At last, in January 1778, Cook made his greatest “discovery”, the islands of the volcanic Hawai’ian archipelago, although, as Sides points out, Polynesian people had been living there for many generations. And from Hawai’i to the Northern Pacific, where the expedition’s achievements were considerable. The fretworked northwest coast of America was charted, then Cook became the first person to traverse both the Antarctic Circle (in 1773) and now the Arctic Circle (1778), an unparalleled feat.
Most readers will also be aware that the renowned commander was heading inexorably towards a violent death, on the rocky shore of Hawai’i’s Kealakekua Bay, on February 14, 1779. At first considered by the Hawai’ians to be Lono, a revered visiting god, Cook was subsequently revealed to be only too human.
Sides writes in an authoritative yet lively style. As well as drawing on Cook’s faithful, impassive journals, he enlists the aid of several of the most literate of Cook’s fellow voyagers and adds their comments at crucial junctures. These provide enlivening additions to an already enthralling narrative. Among the insightful commentators are Surgeon’s Mate David Samwell, Marine Corporal John Ledyard and the singularly articulate Lieutenant James King.

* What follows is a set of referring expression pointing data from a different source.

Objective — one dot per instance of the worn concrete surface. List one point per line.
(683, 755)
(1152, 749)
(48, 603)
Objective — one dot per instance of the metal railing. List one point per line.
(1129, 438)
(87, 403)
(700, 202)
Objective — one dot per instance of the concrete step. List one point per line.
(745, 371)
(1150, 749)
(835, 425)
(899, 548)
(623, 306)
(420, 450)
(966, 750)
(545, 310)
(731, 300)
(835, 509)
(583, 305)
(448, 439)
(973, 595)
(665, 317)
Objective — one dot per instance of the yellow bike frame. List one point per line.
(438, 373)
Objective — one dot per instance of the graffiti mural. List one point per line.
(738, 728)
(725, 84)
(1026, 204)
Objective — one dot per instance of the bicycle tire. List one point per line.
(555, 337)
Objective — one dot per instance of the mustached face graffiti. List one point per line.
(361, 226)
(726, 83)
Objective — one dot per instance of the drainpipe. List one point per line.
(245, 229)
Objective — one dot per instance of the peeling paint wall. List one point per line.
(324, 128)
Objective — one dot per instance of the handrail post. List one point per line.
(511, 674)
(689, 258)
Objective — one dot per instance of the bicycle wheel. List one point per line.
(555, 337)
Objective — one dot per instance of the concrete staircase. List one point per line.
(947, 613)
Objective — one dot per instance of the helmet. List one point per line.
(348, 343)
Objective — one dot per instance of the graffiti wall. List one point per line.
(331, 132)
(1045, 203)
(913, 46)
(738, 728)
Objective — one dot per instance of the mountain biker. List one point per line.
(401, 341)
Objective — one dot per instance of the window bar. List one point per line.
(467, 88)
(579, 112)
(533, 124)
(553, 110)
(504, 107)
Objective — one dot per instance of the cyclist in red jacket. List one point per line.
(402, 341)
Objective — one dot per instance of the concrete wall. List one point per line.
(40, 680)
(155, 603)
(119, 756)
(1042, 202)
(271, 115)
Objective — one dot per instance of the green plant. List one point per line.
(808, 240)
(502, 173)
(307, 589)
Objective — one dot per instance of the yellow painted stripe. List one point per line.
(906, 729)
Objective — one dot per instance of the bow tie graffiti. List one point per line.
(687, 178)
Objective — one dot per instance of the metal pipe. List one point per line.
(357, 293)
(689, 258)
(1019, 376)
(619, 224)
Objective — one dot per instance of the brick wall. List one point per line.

Although the facts of Cook’s 1776-1780 voyage are well known and have been already widely documented, they are so dramatic and Earth-changing in their consequences that they are well worth a retelling.
Graeme Lay is the author of several works of fiction and non-fiction based on the life of Captain James Cook.
The Wide Wide Sea: The Final, Fatal Adventure of Captain Cook by Hampton Side (Michael Joseph, $40) is out now.